I’m going to pick on Elijah Meeks’ map of of the DH2011 conference, because I know he didn’t actually use it to commit the sins I’m going to discuss. His network connected participants in the conference with their institutional affiliations and the submissions they worked on together.
From a humanistic perspective, and especially from a Latourian one, these multimodal networks make a lot of sense. There are obviously complex relationships between many varieties of entities, and the promise of networks is to help us understand these relationships. The issue here, however, is that many of the most common metrics you’ll find in tools like Gephi were not created for multimodal networks, and many of the basic assumptions of network research need to be re-aligned in light of this type of use.
Let’s take the local clustering coefficient as an example. It’s a measurement often used to see if a particular node spans several communities, and it’s calculated by seeing how many of a node’s connections are connected to each other. More concretely, if all of my friends were friends with one another, I would have a high local clustering coefficient; if, however, my friends tended not to be friends with one another, and I was the only person in common between them, my local clustering coefficient would be quite low. I’d be the bridge holding the disparate communities together.
If you study the DH2011 network, the problem should become clear: local clustering coefficient is meaningless in multimodal networks. If people are connected to institutions and conference submissions, but not to one another, then everyone must have the same local clustering coefficient: zero. Nobody’s immediate connections are connected to each other, by definition in this type of network.
Local clustering coefficient is an extreme example, but many of the common metrics break down or mean something different when multiple node-types are introduced to the network. People are coming up with ways to handle these networks, but the methods haven’t yet made their way into popular software. Yet another reason that a researcher should have a sense of how the algorithms work and how they might interact with their own data.
No Network Zone
The previous examples pointed out when networks might be used inappropriately, but there are also times when there is no appropriate use for a network. This isn’t so much based on data (most data can become a network if you torture them enough), but on research questions. Networks seem to occupy a similar place in the humanities as power laws do in computational social sciences: they tend to crop up everywhere regardless of whether they actually add anything informative. I’m not in the business of calling out poor uses of networks, but a good rule of thumb on whether you should include a network in your poster or paper is to ask yourself whether its inclusion adds anything that your narrative doesn’t.

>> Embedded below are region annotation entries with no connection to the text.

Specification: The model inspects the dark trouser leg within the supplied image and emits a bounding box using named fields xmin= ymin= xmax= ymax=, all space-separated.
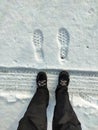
xmin=53 ymin=88 xmax=81 ymax=130
xmin=17 ymin=87 xmax=49 ymax=130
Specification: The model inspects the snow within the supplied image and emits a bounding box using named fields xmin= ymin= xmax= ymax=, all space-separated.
xmin=0 ymin=0 xmax=98 ymax=130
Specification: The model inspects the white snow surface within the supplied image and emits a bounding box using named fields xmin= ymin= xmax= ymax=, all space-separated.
xmin=0 ymin=0 xmax=98 ymax=130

Alternatively, it’s also not uncommon to see over-explanations of networks, especially network visualizations. A narrative description isn’t always the best tool for conveying information to an audience; just as you wouldn’t want to see a table of temperatures over time when a simple line chart would do, you don’t want a two-page description of communities in a network when a simple visualization would do.
This post is a bit less concise and purposeful than the others in this series, but stay-tuned for a revamped (and hopefully better) version to show up in The Historian’s Macroscope. In the meantime, as always, comments are welcome and loved and will confer good luck on all those who write them.